What is clarity vs. cleanliness? Clarity is how understandable your audio is; the most basic requirement is being able to easily perceive what is being said without having to mentally sift through tons of distortion or background noise. Cleanliness is pickier: does your audio have as little reverb, background noise, and audible editing (compression, noise removal, etc) as possible to achieve the effect of listening to something recorded in a perfectly treated booth?

You can disregard this in some specific circumstances, such as a field recording where the environment is relevant to the story, but remember that your audience will be taking in every piece of information the recording presents. If it’s not relevant, ask yourself if this audio information is hurting or helping the listener’s immersion in the story.

Take a listen to these two Fresh Air interviews: one with Robert Gottlieb, and one with Michael Cecchi-Azzolina

In both, the host has very clean, crisp audio that is so closely mic’d you can hear every swallow. Robert Gottlieb (and his daughter Lizzie) have present room tone and a bit of reverb, and the speakers themselves sound slightly muffled. Michael Cecchi-Azzolina, meanwhile, has audio that’s clean and crisp like the host. Which gives you the sense that both the interviewer and interviewee are in the same space together? It’s probably the one that matches the audio quality of the Fresh Air host — it certainly is for me as a regular listener. 

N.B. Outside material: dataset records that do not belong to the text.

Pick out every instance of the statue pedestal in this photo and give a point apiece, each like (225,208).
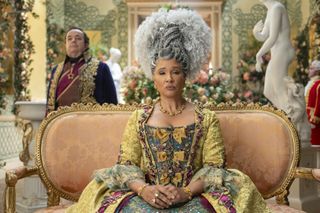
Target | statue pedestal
(33,194)
(304,194)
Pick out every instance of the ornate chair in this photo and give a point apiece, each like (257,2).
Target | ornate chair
(74,141)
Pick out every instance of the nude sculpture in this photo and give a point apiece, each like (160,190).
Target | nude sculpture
(275,33)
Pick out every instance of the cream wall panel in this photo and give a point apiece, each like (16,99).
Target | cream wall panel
(38,35)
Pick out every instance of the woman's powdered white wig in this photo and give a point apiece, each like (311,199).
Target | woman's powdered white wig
(178,34)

Every time the speaker switches back and forth in the Gottlieb interview, I can feel myself taken out of the conversation a little bit from that noticeable change in location. Even when you don’t need to convince your listener that these two people are sharing a location for story reasons, our brains are wired to pick up and focus on these discrepancies. Your listener will have a more immersive and engaged experience if that locational shift is as imperceptible as possible.